Um estudo do Instituto Brasileiro de Administração Municipal (Ibam) mostra que o reparcelamento - em até 20 anos - das dívidas dos municípios com a Previdência, possibilitado pela lei 11.196, de 25 de novembro de 2005, representa um custo financeiro de até 33% ao final de cada ano e, embora o cronograma sugerido ofereça boas condições em um período inicial, cria depois um estrangulamento financeiro insuportável. Isso porque o novo acordo propõe como base de cálculo a Taxa Selic (hoje, em 18% ao ano) mais 1% ao mês - o que significa, na prática, 33,07% de juros a cada 12 meses. Para se ter uma idéia, uma dívida fixa, rolada integralmente durante os 20 anos do acordo, estaria no final 5.300% maior. Assim, hipoteticamente - pois na prática as dívidas totais são amortizadas e a Taxa Selic pode cair no longo prazo - os atuais R$ 12 bilhões devidos por mais de 2 mil prefeituras ao Instituto Nacional do Seguro Social (INSS) atingiriam R$ 588,2 bilhões.

Outra das condições é que os municípios teriam de pagar, no novo acordo, o mínimo de 1,5% de sua receita líquida real, sem teto. No caso de São Paulo, as novas regras, se aplicadas, fariam a capital passar dos atuais pagamentos mensais de R$ 1 milhão para R$ 16 milhões. Essa e outras condições estão levando muitas prefeituras a não se interessar pela rolagem.

"Quando chegarmos a 2021, teremos um abacaxi bem grande para descascar", diz o economista e geógrafo François Bremaeker, coordenador do estudo. A partir daquele ano, pelos termos da renegociação, acontecerá mais de 76% do pagamento. Em um único ano, 2025, será pago 24,15% do total.

"É a prática fiscal do 'me engana que eu gosto'", ironiza o economista e assessor do PSDB José Roberto Afonso, um dos criadores da Lei de Responsabilidade Fiscal. "Dá com uma mão a renegociação, mas tira com a outra, com a taxa de juros." Já o líder do Governo na Câmara, deputado Arlindo Chinaglia (PT-SP), estranha as reclamações, já que o texto foi objeto de acordo com os prefeitos.

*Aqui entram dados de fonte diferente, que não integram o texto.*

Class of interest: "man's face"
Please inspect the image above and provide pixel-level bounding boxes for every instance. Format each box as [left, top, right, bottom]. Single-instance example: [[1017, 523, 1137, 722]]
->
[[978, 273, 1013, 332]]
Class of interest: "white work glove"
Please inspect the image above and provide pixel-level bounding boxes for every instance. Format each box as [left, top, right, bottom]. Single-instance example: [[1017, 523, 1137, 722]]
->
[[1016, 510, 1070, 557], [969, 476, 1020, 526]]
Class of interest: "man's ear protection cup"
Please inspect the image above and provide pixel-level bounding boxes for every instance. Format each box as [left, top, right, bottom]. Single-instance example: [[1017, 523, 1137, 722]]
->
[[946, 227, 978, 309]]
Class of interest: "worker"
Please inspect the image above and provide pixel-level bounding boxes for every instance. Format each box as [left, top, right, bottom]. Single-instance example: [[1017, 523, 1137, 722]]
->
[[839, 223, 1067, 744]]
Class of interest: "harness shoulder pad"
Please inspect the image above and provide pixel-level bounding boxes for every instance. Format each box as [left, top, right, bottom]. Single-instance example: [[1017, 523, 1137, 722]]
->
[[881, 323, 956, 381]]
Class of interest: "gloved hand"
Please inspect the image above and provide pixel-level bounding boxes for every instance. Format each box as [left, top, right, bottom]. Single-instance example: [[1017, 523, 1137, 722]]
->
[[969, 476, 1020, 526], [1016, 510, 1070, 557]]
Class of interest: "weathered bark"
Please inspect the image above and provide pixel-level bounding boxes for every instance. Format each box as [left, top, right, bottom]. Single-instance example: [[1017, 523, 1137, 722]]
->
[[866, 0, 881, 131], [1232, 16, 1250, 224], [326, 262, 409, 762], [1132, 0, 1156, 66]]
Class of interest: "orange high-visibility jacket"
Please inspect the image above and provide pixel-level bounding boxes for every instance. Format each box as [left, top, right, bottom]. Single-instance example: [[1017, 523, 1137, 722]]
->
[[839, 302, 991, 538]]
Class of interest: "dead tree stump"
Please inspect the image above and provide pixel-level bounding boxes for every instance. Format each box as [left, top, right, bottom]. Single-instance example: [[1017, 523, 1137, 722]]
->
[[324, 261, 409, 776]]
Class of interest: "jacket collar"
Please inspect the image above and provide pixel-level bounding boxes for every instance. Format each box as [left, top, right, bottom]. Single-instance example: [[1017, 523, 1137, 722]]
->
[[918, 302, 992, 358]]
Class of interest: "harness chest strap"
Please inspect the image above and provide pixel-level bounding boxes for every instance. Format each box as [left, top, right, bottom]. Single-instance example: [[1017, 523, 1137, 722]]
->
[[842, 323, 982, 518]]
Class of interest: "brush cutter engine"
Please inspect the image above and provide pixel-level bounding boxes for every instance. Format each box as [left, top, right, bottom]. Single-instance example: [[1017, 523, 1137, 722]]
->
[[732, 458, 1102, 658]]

A rolagem da dívida por 20 anos foi uma exigência dos prefeitos, inserida na Medida Provisória 255, a MP do Bem. Com ela, o governo aceitou rolar as dívidas por 240 meses, mas inseriu condições hoje vistas como ruins. Além da que estabelece uma prestação mínima de 1,5% da receita líquida real, sem teto, há uma outra que obriga as prefeituras a confessarem os débitos até amanhã (prazo final para assinar o parcelamento). Isso as obrigaria a desistir de contestar os débitos na Justiça e as exporia à retenção de verbas do Fundo de Participação dos Municípios.

'MAMÃO COM AÇÚCAR'

"No primeiro momento, é um mamão com açúcar", diz Bremaeker - por isso muitos prefeitos cogitam assinar o acordo. "E alivia as prefeituras, possibilitando que consigam as Certidões Negativas de Débitos com a Previdência. Com isso, elas podem se candidatar a receber transferências federais." Ele adverte,em nota: "Enquanto em 2006 os Municípios deveriam comprometer, em média, 13,99% do seu orçamento com o pagamento das dívidas, das obrigações sociais e o pagamento de aposentadorias e pensões, em 2025 o comprometimento poderia alcançar 22,93%."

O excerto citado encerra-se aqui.